The cooked agave will have 14-17 Brix of sugar.
Crushing the baked agave to extract the juices
Originally, the manufacturers beat the piņas with large wooden mallets to break them up once they were soft and cool, then stomping on them like grapes to get the juices out..
Manuel Payno's work of 1864 describes the process:
After this the cooked hearts are taken to the crusher where they are broken up, mashed and squeezed by a variety of imperfect methods. The most common approach is to beat the material with huge wooden clubs, before trampling it to release the juice.
Producers soon moved to the tahona, a giant grinding wheel that can weigh up to two tons, operated by mules, oxen or horses (nowadays more likely by a tractor) and pulled in a circle in a cobble-stone-lined pit. Some distillers still use a tahona, but few use it exclusively.
As the tahona crushes the agave, the fibres are separated from the juices. Eventually the workers have to get into the pit and use pitchforks to remove the fibres, before the juices are drained off. The waste fibre is called bagaso, and may be used for compost, or fuel, and rarely for paper or textiles.
Some producers will take some of the crushed fibre from the tahona pit and add it back to the fermentation tank, to give the wort more agave flavour.
Modern distilleries use a mechanical crusher, or shredder, like a giant wood-chipping machine to process out the waste bagazo (the agave fibres, usually given away as animal food or used as fertilizer on the fields). This machine was first introduced to mill sugar cane for rum and aguardiente production.
Using one of these methods, the piņas are minced, washed with water and strained to remove the juices (called aquamiel, or honey water), them mixed with water in large vats. Many of these crushers process the fibres four times in a single line, separating all available juice from the fibres.
Some of these shredding and crushing machines are smaller - the crusher at Partida is a one-step machine. Each step presses and washes the agave, adding more water to the juice and diluting it.
Some distillers have experimented with other technology, including a grape-crushing machine, imported from France, at Tequilana. To date, no technology has proven superior to that already used to crush and shred the cooked agave, but the search is not over.
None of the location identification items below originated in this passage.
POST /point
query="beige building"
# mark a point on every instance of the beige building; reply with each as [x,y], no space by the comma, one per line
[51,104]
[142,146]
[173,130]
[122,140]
United States Patent 20020119217 shows a system to try and get sugars from the leaves of the agave for further fermentation into tequila:
The leaves of the blue agave plant, heretofore considered as waste, are processed to produce additional tequila by a process comprising reducing the size of the leaves, mixing with water, macerating the tissue by physical force to release sugars from the leaves, and subjecting the leaves to alcohol fermentation, either alone or in combination with tequila production from the piņa of the blue agave plant.
However, this does not seem to require cooking to covert the starches (inulin) in order to convert them to fermentable sugars, but suggests this can be done by enzymatic conversion (using inulinase to break down inulin to fermentable sugars). However, one study suggests, "fructans from A. tequilana Weber var. azul are not an inulin type as previously thought."